Критика сегодня все отчетливей разделяется и разбредается по двум полюсам единого, почти лишенного жизни пространства — к полюсам манерного и педантичного резонерства. Первый сверкает всеми гранями аутистической позиции с ее гиперестетичностью, сверхчувствительностью, причудливо сочетающейся с полным равнодушием к окружающему миру. Второй богат патетикой и усложненностью, скрывающими под собой трафаретные, банальные суждения.
Возьмем для примера статьи Евгении Вежлян, которые на первый взгляд кажутся умными. (Особенно на взгляд вчерашнего школьника, которому боязно вылезать из айфона в этот скучный реал с его длинными словами и совсем без смайликов.) Как расшифровать что-нибудь эдакое: «семантическая перенасыщенность стихотворения, затрудненность его формы предполагает, что время на чтение стихотворения и время на его же, стихотворения, восприятие (понимание и чувство) — не равны друг другу»? Вчитавшись, удивляешься: ну да, время прочтения чего бы то ни было не равно времени осмысления, и что? Это и есть вывод, или нам ждать чего-то еще?
Но, похоже, ждать нечего. «Поэтические тексты не только сверхнасыщенны, но и множественны (они появляются и обнародуются чаще и легче, чем, скажем, романы). Не только самодостаточны, но и цикличны, постольку, поскольку за их совокупностью стоит автор и его контекст. До недавнего времени считалось, что именно фигура автора-субъекта соединяет разрозненную множественность симультанно написанного в необходимую для осмысливания тотальность, цельность». То есть стихи пишутся быстрее романов, а без автора нет единства творчества. Сетевой генератор хокку не объединяет свой продукт в единое целое, поскольку это не автор, а программа. Зачем так сложно выражать простую мысль?
Тут бы критику и смутиться. Однако поэт, литературный критик, доцент РГГУ Евгения Вежлян не тушуется, одновременно (симультанно) делая публике неискренние комплименты: «Читатель — нет, вовсе не «массовый», а умный, понимающий, тонко чувствующий, знакомый или безымянный, близкий или далекий — сейчас, несомненно — основная инстанция пресловутого «приращения смысла», как раньше этой инстанцией был автор.
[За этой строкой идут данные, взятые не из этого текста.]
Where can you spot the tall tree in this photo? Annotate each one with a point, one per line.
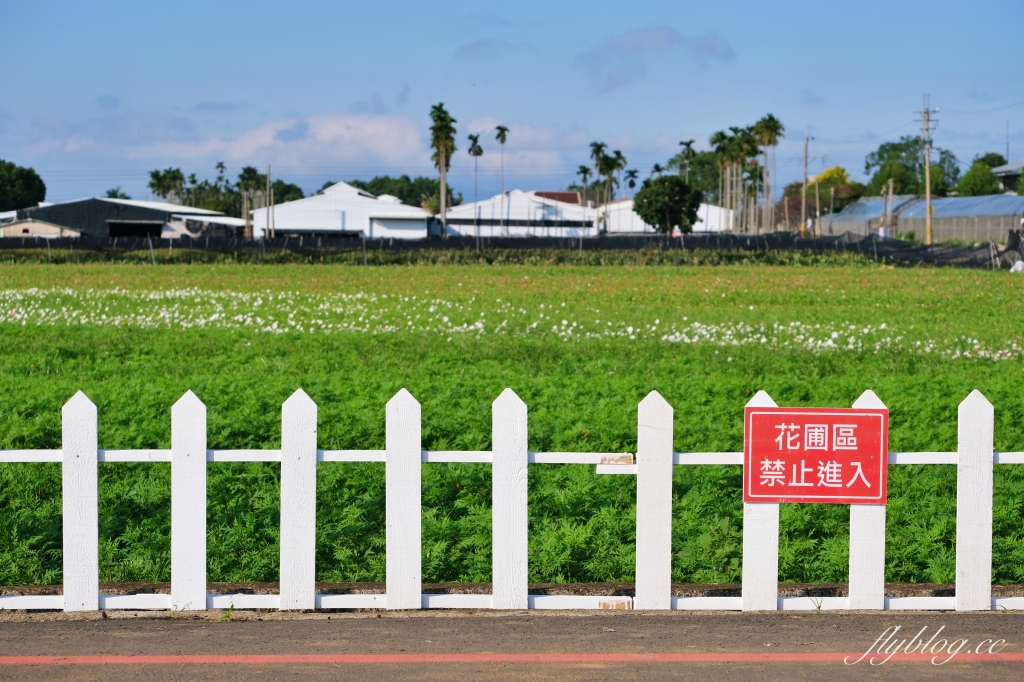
(767, 132)
(502, 134)
(442, 141)
(19, 187)
(476, 152)
(168, 184)
(631, 178)
(904, 162)
(668, 203)
(685, 158)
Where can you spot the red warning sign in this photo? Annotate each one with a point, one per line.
(838, 456)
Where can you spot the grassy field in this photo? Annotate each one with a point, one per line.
(581, 345)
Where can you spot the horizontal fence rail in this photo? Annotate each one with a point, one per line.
(509, 458)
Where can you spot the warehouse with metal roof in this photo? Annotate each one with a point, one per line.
(100, 217)
(962, 218)
(343, 210)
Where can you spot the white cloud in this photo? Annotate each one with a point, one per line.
(622, 58)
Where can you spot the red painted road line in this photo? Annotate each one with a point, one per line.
(251, 659)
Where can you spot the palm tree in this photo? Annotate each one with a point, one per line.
(767, 131)
(687, 156)
(619, 163)
(476, 152)
(584, 172)
(631, 178)
(442, 140)
(501, 135)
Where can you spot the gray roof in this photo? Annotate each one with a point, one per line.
(1010, 169)
(966, 207)
(870, 208)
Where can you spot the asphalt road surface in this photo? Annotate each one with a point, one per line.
(522, 645)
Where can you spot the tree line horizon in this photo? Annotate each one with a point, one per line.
(737, 172)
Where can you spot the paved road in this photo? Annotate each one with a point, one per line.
(751, 636)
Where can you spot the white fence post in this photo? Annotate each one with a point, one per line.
(188, 504)
(760, 543)
(974, 504)
(654, 468)
(867, 540)
(81, 505)
(298, 502)
(510, 547)
(403, 522)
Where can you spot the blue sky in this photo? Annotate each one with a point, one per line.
(95, 94)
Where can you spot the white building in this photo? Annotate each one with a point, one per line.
(522, 214)
(539, 214)
(622, 219)
(342, 209)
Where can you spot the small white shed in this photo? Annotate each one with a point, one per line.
(520, 213)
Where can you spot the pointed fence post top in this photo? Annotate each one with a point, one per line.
(402, 397)
(654, 407)
(761, 399)
(868, 400)
(299, 399)
(79, 401)
(976, 401)
(508, 398)
(654, 399)
(187, 401)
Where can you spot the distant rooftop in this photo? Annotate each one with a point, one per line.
(1010, 169)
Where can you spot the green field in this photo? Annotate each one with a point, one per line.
(581, 345)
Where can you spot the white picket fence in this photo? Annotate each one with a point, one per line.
(509, 459)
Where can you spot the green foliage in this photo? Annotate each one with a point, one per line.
(219, 194)
(286, 192)
(117, 193)
(904, 163)
(668, 203)
(19, 187)
(582, 395)
(836, 190)
(705, 173)
(413, 192)
(168, 184)
(979, 181)
(992, 159)
(441, 135)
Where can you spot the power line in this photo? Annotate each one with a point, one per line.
(984, 111)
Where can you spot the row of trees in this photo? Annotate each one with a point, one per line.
(442, 133)
(737, 173)
(217, 195)
(19, 187)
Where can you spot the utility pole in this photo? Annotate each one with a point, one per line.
(803, 194)
(926, 122)
(266, 203)
(817, 205)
Именно ему мы объясняем что происходит в литературе», в качестве «объяснения» продолжая путать и пугать того наукообразной шизофазией: «Концептуалистская культура назначающего жеста постепенно побеждает культуру канонизации».
Расчет явно не на понимание. Расчет на то, что читатель, зависнув на терминах, не увидит момента, когда критик передернет колоду. А между тем словосочетание «симультанно написанное» неприменимо к написанию текстов — как известно, люди пишут тексты последовательно, так сказать, сукцессивно, слово за словом, даже если пишут одновременно, в один отрезок времени. Термин здесь для красоты, не для смысла. Как и многое в статьях Евгении Исаковны.
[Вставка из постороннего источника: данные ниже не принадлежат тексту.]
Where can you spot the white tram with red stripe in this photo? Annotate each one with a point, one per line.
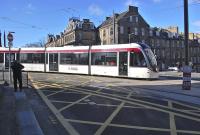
(127, 60)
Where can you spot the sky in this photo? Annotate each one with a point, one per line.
(32, 20)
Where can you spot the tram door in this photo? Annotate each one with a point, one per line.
(12, 58)
(53, 62)
(123, 63)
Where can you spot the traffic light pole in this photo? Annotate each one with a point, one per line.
(186, 69)
(186, 29)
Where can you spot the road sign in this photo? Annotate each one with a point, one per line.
(10, 37)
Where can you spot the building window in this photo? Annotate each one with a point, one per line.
(136, 19)
(143, 32)
(80, 36)
(121, 30)
(131, 18)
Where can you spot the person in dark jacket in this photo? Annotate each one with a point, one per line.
(17, 74)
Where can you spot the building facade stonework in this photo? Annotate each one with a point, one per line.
(128, 27)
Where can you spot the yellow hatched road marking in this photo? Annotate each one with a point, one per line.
(110, 118)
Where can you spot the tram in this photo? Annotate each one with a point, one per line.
(135, 60)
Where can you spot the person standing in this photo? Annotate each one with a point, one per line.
(17, 74)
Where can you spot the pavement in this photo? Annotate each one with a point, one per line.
(21, 119)
(93, 105)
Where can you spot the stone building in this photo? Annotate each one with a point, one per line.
(169, 49)
(77, 33)
(125, 27)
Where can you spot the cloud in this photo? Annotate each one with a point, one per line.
(196, 23)
(192, 1)
(95, 10)
(130, 2)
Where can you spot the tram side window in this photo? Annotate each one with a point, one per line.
(1, 58)
(32, 58)
(104, 58)
(137, 59)
(74, 58)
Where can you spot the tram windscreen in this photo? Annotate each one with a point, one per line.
(151, 58)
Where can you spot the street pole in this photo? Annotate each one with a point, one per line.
(186, 69)
(186, 29)
(45, 58)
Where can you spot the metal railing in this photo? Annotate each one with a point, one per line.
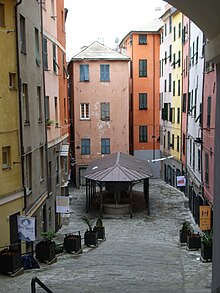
(41, 284)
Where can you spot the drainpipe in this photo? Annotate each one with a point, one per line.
(20, 102)
(44, 95)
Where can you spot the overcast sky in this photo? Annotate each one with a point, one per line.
(90, 20)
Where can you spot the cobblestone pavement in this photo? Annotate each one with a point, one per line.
(139, 255)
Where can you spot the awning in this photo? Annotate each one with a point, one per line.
(64, 150)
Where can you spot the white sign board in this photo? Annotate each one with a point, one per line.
(180, 181)
(26, 228)
(62, 204)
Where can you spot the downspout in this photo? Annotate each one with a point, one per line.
(154, 77)
(44, 95)
(20, 103)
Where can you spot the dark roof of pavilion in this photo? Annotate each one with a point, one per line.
(118, 167)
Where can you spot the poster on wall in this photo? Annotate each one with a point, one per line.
(26, 228)
(62, 204)
(205, 217)
(180, 181)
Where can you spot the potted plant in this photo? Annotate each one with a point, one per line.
(184, 231)
(72, 243)
(10, 260)
(90, 236)
(100, 228)
(206, 246)
(193, 240)
(45, 249)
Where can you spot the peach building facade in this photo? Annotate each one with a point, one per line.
(143, 47)
(100, 93)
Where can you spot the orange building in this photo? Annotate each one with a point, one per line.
(143, 47)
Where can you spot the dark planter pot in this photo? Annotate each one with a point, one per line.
(193, 241)
(91, 238)
(183, 236)
(45, 251)
(206, 252)
(100, 231)
(72, 243)
(10, 261)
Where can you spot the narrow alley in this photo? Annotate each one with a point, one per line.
(141, 254)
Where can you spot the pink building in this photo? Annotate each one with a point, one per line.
(185, 85)
(208, 131)
(100, 93)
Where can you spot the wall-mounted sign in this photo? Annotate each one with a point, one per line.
(180, 181)
(62, 204)
(205, 217)
(26, 228)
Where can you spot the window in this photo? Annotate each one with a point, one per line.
(193, 156)
(41, 163)
(178, 143)
(12, 81)
(173, 115)
(179, 59)
(174, 90)
(104, 72)
(170, 82)
(172, 142)
(28, 164)
(37, 47)
(168, 139)
(105, 111)
(174, 33)
(178, 115)
(165, 85)
(56, 111)
(57, 170)
(6, 157)
(84, 111)
(25, 103)
(170, 24)
(207, 169)
(39, 103)
(184, 103)
(22, 34)
(55, 64)
(208, 123)
(170, 53)
(142, 101)
(142, 39)
(142, 68)
(174, 61)
(179, 30)
(199, 161)
(84, 72)
(197, 50)
(184, 144)
(2, 14)
(85, 143)
(165, 29)
(105, 146)
(142, 133)
(47, 108)
(165, 58)
(45, 58)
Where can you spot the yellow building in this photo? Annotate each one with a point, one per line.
(11, 190)
(177, 85)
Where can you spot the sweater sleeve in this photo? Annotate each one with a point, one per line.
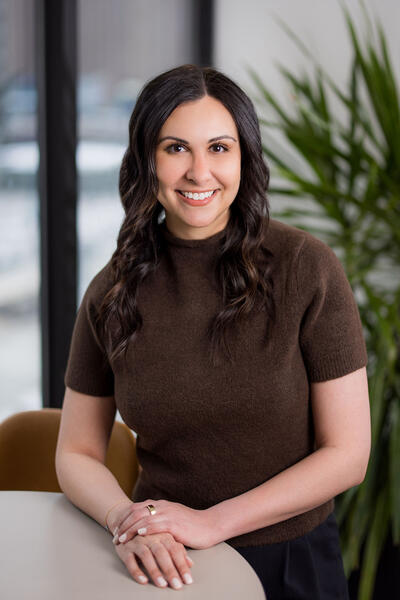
(331, 335)
(88, 369)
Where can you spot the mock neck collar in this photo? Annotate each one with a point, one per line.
(201, 243)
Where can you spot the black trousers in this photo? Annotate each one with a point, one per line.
(309, 567)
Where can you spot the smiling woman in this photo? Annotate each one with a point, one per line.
(230, 343)
(198, 184)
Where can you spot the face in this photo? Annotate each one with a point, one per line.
(198, 151)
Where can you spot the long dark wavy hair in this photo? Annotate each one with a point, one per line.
(243, 266)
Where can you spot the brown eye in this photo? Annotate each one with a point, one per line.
(170, 150)
(225, 149)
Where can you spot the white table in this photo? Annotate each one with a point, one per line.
(52, 550)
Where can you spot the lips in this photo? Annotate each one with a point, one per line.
(193, 202)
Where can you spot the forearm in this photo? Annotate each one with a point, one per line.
(89, 484)
(303, 486)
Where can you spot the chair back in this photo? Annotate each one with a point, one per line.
(28, 442)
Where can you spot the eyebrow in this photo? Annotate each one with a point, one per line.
(219, 137)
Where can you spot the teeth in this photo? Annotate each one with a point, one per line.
(198, 196)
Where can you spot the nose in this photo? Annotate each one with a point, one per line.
(199, 168)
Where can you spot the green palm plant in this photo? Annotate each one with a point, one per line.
(351, 180)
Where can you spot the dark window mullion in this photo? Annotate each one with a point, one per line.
(56, 71)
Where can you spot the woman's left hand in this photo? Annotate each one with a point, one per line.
(193, 528)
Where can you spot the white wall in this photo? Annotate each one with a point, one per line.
(246, 32)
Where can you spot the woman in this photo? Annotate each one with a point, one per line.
(230, 343)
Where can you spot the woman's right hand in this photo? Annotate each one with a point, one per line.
(165, 559)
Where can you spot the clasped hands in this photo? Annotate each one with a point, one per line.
(193, 528)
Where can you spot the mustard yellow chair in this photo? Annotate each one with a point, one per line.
(28, 443)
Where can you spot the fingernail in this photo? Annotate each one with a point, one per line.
(176, 583)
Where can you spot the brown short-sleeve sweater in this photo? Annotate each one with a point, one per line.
(204, 433)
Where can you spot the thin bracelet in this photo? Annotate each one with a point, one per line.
(124, 500)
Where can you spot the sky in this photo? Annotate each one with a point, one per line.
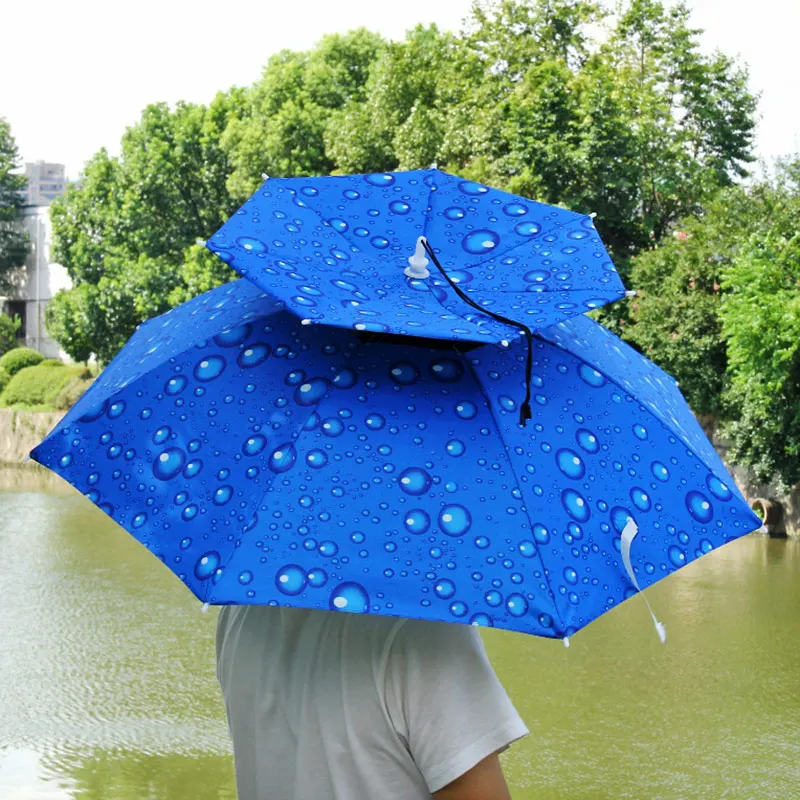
(74, 75)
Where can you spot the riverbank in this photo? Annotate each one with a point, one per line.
(20, 431)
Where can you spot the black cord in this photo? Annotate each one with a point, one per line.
(525, 409)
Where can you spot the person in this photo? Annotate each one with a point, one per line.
(326, 705)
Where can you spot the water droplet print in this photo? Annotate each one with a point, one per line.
(311, 392)
(444, 589)
(455, 520)
(209, 369)
(699, 507)
(417, 521)
(169, 464)
(207, 565)
(446, 370)
(480, 242)
(254, 356)
(404, 373)
(283, 458)
(254, 445)
(174, 386)
(570, 464)
(380, 179)
(587, 440)
(350, 597)
(415, 481)
(291, 580)
(720, 490)
(575, 505)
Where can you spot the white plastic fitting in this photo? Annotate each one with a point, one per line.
(417, 264)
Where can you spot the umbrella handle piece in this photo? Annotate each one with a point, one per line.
(417, 268)
(628, 535)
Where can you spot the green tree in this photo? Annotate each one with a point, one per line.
(760, 315)
(13, 238)
(674, 320)
(281, 130)
(125, 230)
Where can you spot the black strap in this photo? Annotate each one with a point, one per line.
(525, 409)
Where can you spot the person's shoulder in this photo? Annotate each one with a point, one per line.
(434, 638)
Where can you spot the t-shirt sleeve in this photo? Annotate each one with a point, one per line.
(445, 700)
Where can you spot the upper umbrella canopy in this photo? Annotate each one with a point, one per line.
(336, 250)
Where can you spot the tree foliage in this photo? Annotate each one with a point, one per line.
(760, 316)
(719, 308)
(13, 238)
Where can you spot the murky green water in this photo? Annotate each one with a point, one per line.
(107, 688)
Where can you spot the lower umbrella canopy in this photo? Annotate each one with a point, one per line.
(268, 462)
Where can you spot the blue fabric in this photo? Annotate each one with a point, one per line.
(267, 461)
(334, 250)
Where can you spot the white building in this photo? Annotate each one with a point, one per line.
(46, 181)
(36, 284)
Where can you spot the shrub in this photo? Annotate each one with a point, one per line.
(48, 386)
(19, 358)
(9, 330)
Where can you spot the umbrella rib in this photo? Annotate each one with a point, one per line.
(427, 207)
(492, 256)
(516, 478)
(268, 490)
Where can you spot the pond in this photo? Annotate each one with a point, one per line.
(108, 692)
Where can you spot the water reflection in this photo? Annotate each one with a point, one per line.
(103, 774)
(107, 687)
Виктор Астафьев в книге «Зрячий посох» писал: «У Льва Аннинского, к сожалению, ничего не сказано о языке критика, может, он, как само собою разумеющееся, считает, что раз есть стиль, то и толковать не о чем больше, но ведь стиль-то определяется прежде всего им, языком, строением речи критика, его интонации. И, думается мне, много зауми, витиеватости, „терминов“ и „ученых“ вывертов — как раз и есть та ширма, коей и прикрывается отсутствие языка, значит, и стиля, не у отдельных — у многих критиков». Если бы Виктор Петрович прочел, скрепившись, статьи нынешних мастеров слова, твердо решивших, что «глубинные смыслы» — они не для простой публики…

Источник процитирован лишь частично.